In a 12 February letter to its members, charity chief executive Alison Giles said: “I am writing with the sad news that the UK Health Forum will cease trading in early May 2019.”
She said decisions to reduce the size of the charity had stabilised it in the short-term but “the financial climate remains very tough and the trustees and I felt that the time was right to close the Forum and hand the baton on”.

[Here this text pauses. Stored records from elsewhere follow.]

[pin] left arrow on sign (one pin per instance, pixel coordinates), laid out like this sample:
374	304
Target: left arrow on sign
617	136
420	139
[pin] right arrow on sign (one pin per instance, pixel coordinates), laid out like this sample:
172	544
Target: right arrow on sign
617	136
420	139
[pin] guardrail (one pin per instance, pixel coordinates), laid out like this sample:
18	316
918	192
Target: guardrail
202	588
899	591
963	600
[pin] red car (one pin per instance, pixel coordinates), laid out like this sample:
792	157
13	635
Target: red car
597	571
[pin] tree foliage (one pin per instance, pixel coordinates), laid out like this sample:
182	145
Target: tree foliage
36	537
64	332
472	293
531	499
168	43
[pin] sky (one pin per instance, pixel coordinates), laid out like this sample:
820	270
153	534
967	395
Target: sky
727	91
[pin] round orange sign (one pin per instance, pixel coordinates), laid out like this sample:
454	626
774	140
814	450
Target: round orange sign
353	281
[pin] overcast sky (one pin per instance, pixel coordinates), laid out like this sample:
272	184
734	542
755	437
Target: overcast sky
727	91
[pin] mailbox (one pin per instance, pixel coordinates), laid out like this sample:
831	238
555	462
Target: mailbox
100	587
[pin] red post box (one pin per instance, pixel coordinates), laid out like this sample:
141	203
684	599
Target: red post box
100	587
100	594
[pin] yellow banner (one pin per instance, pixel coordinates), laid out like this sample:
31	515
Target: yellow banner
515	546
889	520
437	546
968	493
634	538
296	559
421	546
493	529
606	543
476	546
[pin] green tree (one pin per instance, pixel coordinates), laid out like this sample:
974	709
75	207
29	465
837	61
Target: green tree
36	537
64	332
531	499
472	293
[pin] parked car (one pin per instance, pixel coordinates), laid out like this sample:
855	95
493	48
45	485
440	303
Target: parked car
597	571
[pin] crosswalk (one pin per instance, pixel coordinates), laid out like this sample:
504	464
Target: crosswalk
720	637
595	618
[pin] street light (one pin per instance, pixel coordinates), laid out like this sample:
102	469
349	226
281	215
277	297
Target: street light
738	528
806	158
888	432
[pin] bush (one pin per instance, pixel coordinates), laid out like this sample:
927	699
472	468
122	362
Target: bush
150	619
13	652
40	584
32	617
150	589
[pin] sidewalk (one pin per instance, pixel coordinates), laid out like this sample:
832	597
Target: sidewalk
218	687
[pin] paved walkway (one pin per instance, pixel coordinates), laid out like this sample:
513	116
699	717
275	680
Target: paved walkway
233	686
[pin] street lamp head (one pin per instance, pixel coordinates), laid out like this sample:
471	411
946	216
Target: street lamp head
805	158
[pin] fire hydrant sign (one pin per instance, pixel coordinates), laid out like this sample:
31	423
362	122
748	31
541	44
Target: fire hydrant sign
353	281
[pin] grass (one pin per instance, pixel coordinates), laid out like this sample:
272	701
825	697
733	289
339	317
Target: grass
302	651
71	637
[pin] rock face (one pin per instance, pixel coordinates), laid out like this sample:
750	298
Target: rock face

UKHF was funded by statutory bodies like DHSC, as well as other charities and international bodies, such as the World Health Organisation, to develop evidence to support policies for preventing death and ill-health from diseases like coronary heart disease, obesity, cancer and liver disease.
Although the lost DHSC funding was partly replaced by a grant from the Health and Wellbeing Alliance – a partnership of voluntary-sector organisations managed by the DHSC, Public Health England and NHS England – this was worth only £60,000.
The charity’s annual report also said there had been “fewer opportunities to bid for funding for policy work and the competition for non-government grants and tenders has increased as public sector funding has diminished”.
Nicola Close, chief executive of the Association of Directors of Public Health, described the closure as a “sad symptom of the current lack of funding in the system for public health and prevention”.
John Middleton, president of the Faculty of Public Health and a member of the UKHF, said: “We recognise that the UKHF was reliant on central government grants for much of its vital work and the removal of these funds is just another reminder that resources for public health improvement are being cut at all levels, and in all sectors.”
Professor Middleton added: “It is a wake-up call for the public health community to unite in its efforts to impress on government the need to protect and improve the public’s health.”
HSJ has approached the DHSC for comment.